Why Germans Are Desperate To Defend Themselves

posted on August 12, 2016

In the wake of recent terrorist attacks in Germany and throughout Europe, it’s clear that the German public and German politicians are moving in opposite directions on the issue of gun rights and the fundamental human right of self-defense.

On one hand, record numbers of German citizens are applying for weapons permits to protect themselves. On the other hand, German politicians are moving to further restrict Germans’ access to, and ownership of, firearms. 

It’s a disconnect we see here in the United States as well.

Despite the fact that according to the FBI, violent crime in the U.S. has been falling for decades and is now lower than it’s been in 40 years—and despite the fact that this transformation was likely facilitated by dozens of states restoring the right to carry a firearm for protection in the same timeframe—politicians throughout the Democratic Party are now pushing to turn back the clock by reimposing restrictive gun controls in the U.S., led by presidential candidate Hillary Clinton. 

So who will prevail?

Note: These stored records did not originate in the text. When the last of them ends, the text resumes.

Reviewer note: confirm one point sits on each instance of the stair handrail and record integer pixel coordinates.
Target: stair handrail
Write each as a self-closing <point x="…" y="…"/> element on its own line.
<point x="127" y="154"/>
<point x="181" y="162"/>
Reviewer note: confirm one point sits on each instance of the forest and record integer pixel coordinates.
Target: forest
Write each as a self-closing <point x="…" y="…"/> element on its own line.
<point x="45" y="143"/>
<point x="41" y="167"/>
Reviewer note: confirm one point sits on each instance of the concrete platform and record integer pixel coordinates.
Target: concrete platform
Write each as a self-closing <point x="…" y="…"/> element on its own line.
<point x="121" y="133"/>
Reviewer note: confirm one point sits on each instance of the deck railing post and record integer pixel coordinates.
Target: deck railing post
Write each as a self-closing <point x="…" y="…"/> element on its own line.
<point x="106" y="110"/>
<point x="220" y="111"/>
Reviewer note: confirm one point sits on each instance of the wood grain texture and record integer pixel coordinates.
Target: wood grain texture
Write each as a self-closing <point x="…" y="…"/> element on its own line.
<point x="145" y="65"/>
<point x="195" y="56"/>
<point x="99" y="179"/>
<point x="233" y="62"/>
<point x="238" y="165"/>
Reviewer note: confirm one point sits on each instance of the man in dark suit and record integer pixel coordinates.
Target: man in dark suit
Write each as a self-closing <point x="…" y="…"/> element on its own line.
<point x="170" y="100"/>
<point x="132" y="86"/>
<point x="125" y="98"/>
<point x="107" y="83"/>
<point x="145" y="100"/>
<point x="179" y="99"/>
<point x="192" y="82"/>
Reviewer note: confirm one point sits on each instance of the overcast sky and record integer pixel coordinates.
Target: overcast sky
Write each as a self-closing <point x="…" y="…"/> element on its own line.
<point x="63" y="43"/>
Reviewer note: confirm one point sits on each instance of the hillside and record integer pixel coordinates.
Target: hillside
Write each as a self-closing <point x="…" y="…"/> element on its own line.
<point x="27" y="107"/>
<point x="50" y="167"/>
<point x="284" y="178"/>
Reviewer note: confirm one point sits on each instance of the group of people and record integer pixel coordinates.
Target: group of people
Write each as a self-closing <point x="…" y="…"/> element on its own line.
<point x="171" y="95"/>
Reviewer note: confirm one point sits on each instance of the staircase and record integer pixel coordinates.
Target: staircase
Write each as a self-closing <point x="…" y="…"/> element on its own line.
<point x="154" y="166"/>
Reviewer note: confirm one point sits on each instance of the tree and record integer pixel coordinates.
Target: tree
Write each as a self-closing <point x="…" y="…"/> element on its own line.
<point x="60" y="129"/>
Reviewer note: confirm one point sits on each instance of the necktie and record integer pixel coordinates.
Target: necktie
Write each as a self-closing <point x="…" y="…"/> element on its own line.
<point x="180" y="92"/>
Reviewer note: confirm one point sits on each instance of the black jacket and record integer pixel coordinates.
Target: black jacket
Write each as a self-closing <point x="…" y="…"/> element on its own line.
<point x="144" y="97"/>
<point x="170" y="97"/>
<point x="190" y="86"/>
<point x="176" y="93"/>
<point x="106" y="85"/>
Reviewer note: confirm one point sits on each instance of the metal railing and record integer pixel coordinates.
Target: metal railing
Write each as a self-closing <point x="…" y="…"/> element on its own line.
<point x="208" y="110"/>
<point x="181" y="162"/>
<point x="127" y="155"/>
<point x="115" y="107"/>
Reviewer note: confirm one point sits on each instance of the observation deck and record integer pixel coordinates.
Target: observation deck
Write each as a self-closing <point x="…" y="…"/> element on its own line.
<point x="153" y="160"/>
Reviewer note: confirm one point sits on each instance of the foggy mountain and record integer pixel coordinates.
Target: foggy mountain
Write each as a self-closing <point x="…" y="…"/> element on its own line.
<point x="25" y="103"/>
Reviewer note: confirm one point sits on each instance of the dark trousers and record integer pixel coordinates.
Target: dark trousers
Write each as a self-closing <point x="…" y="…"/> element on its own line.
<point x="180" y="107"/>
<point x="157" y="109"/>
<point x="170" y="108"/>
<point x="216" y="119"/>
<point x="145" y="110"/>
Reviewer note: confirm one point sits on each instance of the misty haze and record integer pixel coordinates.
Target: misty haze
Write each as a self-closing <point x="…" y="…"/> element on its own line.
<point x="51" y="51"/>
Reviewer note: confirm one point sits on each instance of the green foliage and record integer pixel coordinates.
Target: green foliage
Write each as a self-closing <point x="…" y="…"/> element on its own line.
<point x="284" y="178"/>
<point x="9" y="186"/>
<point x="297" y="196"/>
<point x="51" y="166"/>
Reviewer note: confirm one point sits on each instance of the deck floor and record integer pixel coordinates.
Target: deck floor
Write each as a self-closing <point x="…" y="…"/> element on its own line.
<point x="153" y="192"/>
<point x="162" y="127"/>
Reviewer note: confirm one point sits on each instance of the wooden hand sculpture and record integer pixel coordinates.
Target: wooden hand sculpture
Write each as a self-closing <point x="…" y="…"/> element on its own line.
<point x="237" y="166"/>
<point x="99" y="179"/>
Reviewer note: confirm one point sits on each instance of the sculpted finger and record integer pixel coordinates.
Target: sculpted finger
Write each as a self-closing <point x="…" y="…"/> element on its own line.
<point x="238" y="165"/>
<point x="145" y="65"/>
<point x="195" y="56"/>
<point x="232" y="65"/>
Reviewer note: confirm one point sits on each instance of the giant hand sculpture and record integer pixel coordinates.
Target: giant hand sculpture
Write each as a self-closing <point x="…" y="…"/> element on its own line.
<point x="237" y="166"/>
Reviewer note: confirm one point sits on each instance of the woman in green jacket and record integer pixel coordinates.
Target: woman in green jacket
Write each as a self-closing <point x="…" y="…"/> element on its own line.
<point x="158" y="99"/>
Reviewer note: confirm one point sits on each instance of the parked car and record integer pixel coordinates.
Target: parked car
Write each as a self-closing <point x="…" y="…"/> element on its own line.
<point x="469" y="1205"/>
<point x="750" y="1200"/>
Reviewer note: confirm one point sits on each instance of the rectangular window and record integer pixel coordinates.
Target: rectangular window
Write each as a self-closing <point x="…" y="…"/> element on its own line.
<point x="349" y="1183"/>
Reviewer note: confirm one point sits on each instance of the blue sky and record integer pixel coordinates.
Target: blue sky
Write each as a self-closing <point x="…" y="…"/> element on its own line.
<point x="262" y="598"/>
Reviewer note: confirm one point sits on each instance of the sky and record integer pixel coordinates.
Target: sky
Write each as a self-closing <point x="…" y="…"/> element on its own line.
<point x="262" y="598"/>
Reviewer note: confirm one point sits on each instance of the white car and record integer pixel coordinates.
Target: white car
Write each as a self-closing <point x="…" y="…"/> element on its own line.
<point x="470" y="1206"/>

Lawful citizens and their God-given right to defend themselves? Or violent criminals, jihadist killers and the gun prohibitions that allow them to prey upon the innocent with little to fear? 

In Germany, at least, that’s very much an open question.

This past winter, after the influx of 1.1 million refugees and migrants into Germany led to 1,100 attacks upon women in Cologne, Germany, on New Year’s Eve—including criminal complaints of more than 500 sexual assaults—applications for weapons permits skyrocketed.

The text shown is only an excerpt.